Novel Application of MnO2–H2O2 System for Highly Efficient Arsenic Adsorption and Oxidation

Abstract

A novel manganese dioxide–hydrogen peroxide (MnO2–H2O2) system was developed for effective Arsenic (As) removal. Under the specified conditions of no external mechanical stirring, a trace H2O2 concentration of 0.015 wt%, and a MnO2 concentration of 25 mg/L, high removal efficiency (88%) of As (100 µg/L) was achieved by the MnO2–H2O2 system within 30 min, which differs from conventional adsorption processes that require external mechanical stirring and conventional arsenite (As (III)) oxidation–adsorption processes that require high quantities of oxidants (such as ozone) and specially synthesized adsorbents/catalysts.
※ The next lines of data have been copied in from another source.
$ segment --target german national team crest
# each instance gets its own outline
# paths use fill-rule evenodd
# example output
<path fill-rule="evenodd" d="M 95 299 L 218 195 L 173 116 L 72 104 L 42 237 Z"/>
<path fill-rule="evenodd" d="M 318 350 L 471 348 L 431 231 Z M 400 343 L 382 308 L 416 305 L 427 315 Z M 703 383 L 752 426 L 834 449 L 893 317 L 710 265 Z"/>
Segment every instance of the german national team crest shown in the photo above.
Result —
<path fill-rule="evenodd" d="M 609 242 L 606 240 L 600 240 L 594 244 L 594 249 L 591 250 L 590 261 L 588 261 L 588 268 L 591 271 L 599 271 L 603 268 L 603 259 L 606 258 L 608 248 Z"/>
The high removal efficiency of As (III) by the MnO2–H2O2 system was attributed to the turbulent conditions precipitated by the extensively generated oxygen (O2) from the catalytic decomposition of H2O2, the efficient adsorption of As on the surface of MnO2, and the effective generation of reactive radicals including hydroxyl and superoxide radicals (•OH and •O2−). Moreover, the MnO2 adsorbents before and after As removal were characterized systematically, and the generated radicals were verified using electron spin resonance (ESR). The results showed that the formation of inner-sphere surface complexes by the surface hydroxyl groups of MnO2 particles and As was responsible for the effective As adsorption process, and the oxidation of As (III) to arsenate (As (V)) was achieved via the generated radicals. The influences of representative environmental factors on As removal performance and the application of the MnO2–H2O2 system in river water and ground water were further studied and tested. In conclusion, the MnO2–H2O2 system offers several advantages, including low cost, ease of operation, and strong environmental adaptability, making it highly promising for practical water treatment applications.